ADPH bringing healthier options to vending machines
The Alabama Department of Public Health is working to create healthier options for those who are always on the run.
With the Alabama Healthy Vending Program, the ADPH is working with institutions across Alabama to provide healthier options in vending machines.
The program originally started with a two-year grant back in 2010 from the Centers for Disease Control and Prevention, said Linda Jennings, a nutrition assistant administrator with ADPH. As for this year, the grant will be complete, but the CDC has decided to continue funding for the program.
“It was a grant that we got through CDC, and it is one part of a whole big approach to looking at obesity and reducing obesity rates,” Jennings said. “Certainly healthy vending options by themselves are not going to bring down our obesity rates, but it’s one part of a much bigger effort.”
The way the program operates is the ADPH partners with whatever vendor the company is already using to fill the vending machines. From that point, the company and vendor agree to exchange between 25 and 100 percent of what is already in the vending machine to meet healthier criteria.
The healthier criteria is labeled as 10-10-5, or 10 percent or less daily value of total fat, 10 percent or less daily value of total carbohydrate and five percent or more daily value of at least one of the five nutrients: fiber, vitamin A, vitamin C, calcium or iron.
Several institutions have already adopted this new concept of vending including L.V. Stabler Memorial Hospital.
“(The hospital) started (the program) February 1,” Jennings said. “They had also partnered it with their start of Scale Back Alabama. It worked very well because the employees were looking at Scale Back and they knew that there were healthier choices.”

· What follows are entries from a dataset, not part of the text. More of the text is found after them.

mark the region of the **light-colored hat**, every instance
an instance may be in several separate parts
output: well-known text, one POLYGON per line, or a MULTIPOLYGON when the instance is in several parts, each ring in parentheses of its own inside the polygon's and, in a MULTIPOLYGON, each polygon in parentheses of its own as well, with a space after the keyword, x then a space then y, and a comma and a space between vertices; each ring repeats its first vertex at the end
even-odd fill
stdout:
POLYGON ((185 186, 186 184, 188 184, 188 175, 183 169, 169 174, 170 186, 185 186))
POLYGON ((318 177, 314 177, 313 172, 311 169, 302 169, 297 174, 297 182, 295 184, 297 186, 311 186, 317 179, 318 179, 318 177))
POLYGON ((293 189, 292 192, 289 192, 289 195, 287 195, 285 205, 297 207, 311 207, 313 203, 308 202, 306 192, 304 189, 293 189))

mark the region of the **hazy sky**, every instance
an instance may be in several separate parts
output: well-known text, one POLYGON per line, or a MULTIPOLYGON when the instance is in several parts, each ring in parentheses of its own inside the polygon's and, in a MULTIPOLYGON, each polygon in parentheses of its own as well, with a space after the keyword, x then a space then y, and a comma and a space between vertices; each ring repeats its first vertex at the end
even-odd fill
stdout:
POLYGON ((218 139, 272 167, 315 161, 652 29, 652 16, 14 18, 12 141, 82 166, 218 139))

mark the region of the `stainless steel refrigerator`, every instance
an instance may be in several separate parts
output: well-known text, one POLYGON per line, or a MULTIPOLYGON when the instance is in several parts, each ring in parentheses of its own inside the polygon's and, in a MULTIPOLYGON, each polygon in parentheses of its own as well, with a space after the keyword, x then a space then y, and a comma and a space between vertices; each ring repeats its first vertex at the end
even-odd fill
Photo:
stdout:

Jennings wanted to emphasize that healthier choices can also mean tasty choices as well.
“To tell you the truth, a lot of trail mixes meet the criteria,” Jennings said. “There is an exception, because if the food has nuts or seeds that are naturally higher in fat, as long as it meets everything else it’s OK. For instance, Peanut M&Ms will meet the criteria because of the peanut.”
Because working in a public arena may provide limited time and options, the ADPH knows that eating can sometimes come down to an ease of access, Jennings said. What people choose and eat can be based on what is in a vending machine.
Some places that have decided to switch over include the Baptist Hospitals in Montgomery and Prattville, Jackson Hospital, MAX Credit Union in Montgomery and a few health departments in the state. Some institutions that are looking into the idea include Troy University, Jacksonville State University and even employee vending statewide at Walmart stores.
“We’d really like see it to spread across the state of Alabama,” Jennings said. “It’s not going to tremendously decrease our obesity rates, but it was part of an overall effort that the Department of Public Health is trying to partner with and bring a healthier Alabama.”